Sevda, Van’ın yoksul bir mahallesinde doğmuştu. Annesi küçük yaşta ölmüş, babası alkol bağımlısı olmuştu. Lise hayalini daha başlamadan terk etmek zorunda kalmıştı. 17 yaşına geldiğinde dayanamayıp evden kaçtı. Birkaç ay şehir şehir dolaştıktan sonra İstanbul’a, Pendik escort geldi. Elinde ne para vardı ne de kalacak bir yer. Sadece hayatta kalma içgüdüsüyle yaşıyordu.
Önce bir kafede çalıştı, sonra temizlik işleri yaptı. Ancak ne kadar çalışırsa çalışsın, kazandığı para yetmiyordu. Yalnızdı. Zamanla gidecek kapısı, güveneceği kimsesi kalmadı. Ve sonunda, o karanlık teklifle tanıştı. Bir kadın ona gece çalışmanın “kurtuluş” olduğunu söyledi. Başta reddetti. Ama açlık, sokakta kalmak, korku… Zorla da olsa onu kabullendirdi.

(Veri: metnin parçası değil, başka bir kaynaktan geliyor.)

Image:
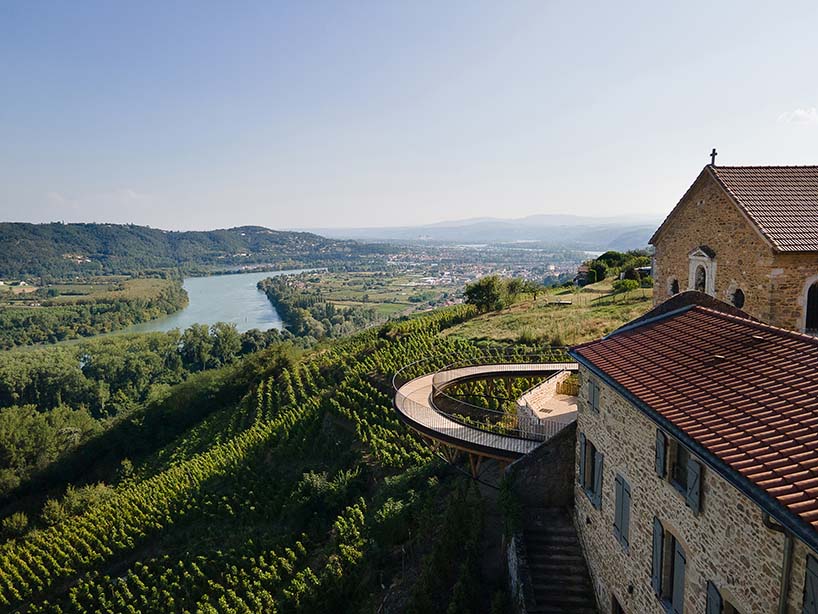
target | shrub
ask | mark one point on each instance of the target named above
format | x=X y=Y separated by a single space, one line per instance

Sevda, artık geceleri başka bir kimliğe bürünüyordu. Her geçen gün kendinden uzaklaştı. Her sabah yüzüne bakamaz hale geldi. Ruhundaki yara, bedenindeki seks yorgunluktan büyüktü. En acısı da kimseye anlatamamasıydı. Sanki sesi duyulmuyordu bu şehirde.

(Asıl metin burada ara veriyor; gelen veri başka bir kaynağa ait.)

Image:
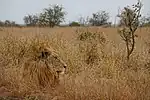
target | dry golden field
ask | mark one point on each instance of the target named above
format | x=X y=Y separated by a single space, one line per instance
x=96 y=68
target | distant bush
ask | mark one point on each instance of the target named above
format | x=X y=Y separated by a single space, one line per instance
x=74 y=24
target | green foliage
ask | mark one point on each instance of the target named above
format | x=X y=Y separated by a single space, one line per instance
x=52 y=16
x=99 y=18
x=31 y=20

Bir sabah Pendik belediyeye ait bir sosyal hizmet merkezi önünden geçerken bir afiş dikkatini çekti:
“Kadınlar için barınma, destek ve meslek kursları. Yalnız değilsiniz.”

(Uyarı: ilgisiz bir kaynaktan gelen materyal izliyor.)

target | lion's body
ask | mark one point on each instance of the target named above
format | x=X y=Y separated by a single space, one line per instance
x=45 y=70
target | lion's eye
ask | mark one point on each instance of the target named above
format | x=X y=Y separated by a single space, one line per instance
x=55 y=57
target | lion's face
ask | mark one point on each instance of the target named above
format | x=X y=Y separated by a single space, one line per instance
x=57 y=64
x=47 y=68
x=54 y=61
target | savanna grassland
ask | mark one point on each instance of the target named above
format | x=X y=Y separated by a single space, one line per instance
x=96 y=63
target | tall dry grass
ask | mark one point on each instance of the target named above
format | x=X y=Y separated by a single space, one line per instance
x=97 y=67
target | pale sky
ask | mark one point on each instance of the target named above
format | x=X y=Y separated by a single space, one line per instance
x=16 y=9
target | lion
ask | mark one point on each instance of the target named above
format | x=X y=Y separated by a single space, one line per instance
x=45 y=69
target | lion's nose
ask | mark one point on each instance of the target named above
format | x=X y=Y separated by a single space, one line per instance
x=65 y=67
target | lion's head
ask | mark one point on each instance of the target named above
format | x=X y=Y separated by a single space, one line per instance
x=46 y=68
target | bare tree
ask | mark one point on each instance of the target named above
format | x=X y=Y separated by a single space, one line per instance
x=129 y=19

O afiş onun için bir kapı oldu. Gitti. Anlatmakta zorlandı ama dinlediler. Ona inanarak bir kursa yönlendirdiler: aşçılık. İlk gün elleri titrediğinde, yanında duran eğitmen sadece “Buradasın ya, gerisi kolay” dedi.
Aylar geçti. Sevda, Pendik escort bir lokantada işe başladı. Artık geceleri değil, sabahları çalışıyordu. İlk maaşıyla bir kaban aldı kendine ve en çok da onun sıcaklığı iyi geldi ruhuna.